2

I have several directories through which I want to recursively iterate over and change the file name of

*.GEOT14246.*

to

*.GEOT15000.*

Is there a one liner on the bash script to do this or do I have to the write a script with a for loop. My try (which doesn't work) is below:

#!/bin/bash

for file in `find . -type f -name "*.GEOT14246.*"`  
do
    echo "file = $file"
    mv $file *.GEOT15000.*
done

I then call with:

cd /path/to/script/
sh ./script1.sh /path/to/starting/dir

Obviously this doesn't work because I don't think I'm passing the starting directory path as an argument. I'm very new to Unix, so how can I pass arguments to it to say from which directory it should start searching and how do I get the script to work?

1

3 Answers 3

3

This should work:

find . -type f -name "*.GEOT14246.*" -print0 | \
xargs -0 rename 's/GEOT14246/GEOT15000/'

given there is not directories named *.GEOT14246.*


A bash variant using find could be something like:

while IFS= read -r -d $'\0' file; do
    printf "MV: %-40s => %s\n" "$file" "${file/GEOT14246/GEOT15000}"
    mv "$file" "${file/GEOT14246/GEOT15000}"
done < <(find . -type f -name "*.GEOT14246.*" -print0)
              |                                 |
              +--- this is starting directory   +--- This ensures no hiccup
                                                     if newline etc. in name

Relative, but full, paths are passed from find – which you should see from the printf statement.
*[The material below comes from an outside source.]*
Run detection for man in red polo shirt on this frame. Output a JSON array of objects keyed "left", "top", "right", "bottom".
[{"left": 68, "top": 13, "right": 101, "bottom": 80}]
The new name is compiled by using bash:

${some_variable/find/replace}

to replace all find's use:

${some_variable//find/replace}

etc. More here. This could also be a good read: BashPitfalls, UsingFind.

Read some guides like BashGuide. Find some tutorials on-line, but usually never trust them, ask here or on irc.freenode.net #bash.


You do not need to invoke the script by calling sh. That would also call Bourne shell (sh) and not Bourne Again shell (bash). If you intend to run it with bash; issue bash file. .sh extension is also out of place.

What you normally do is make the file executable by:

chmod +x script_file

and then run it with:

./script_file

The shebang takes care of what environment the script should run in.


In your script you do not use the passed path-name anywhere. The script has a "argument list" starting from $0 which is the script name, $1 first argument, $2 second, - and so on.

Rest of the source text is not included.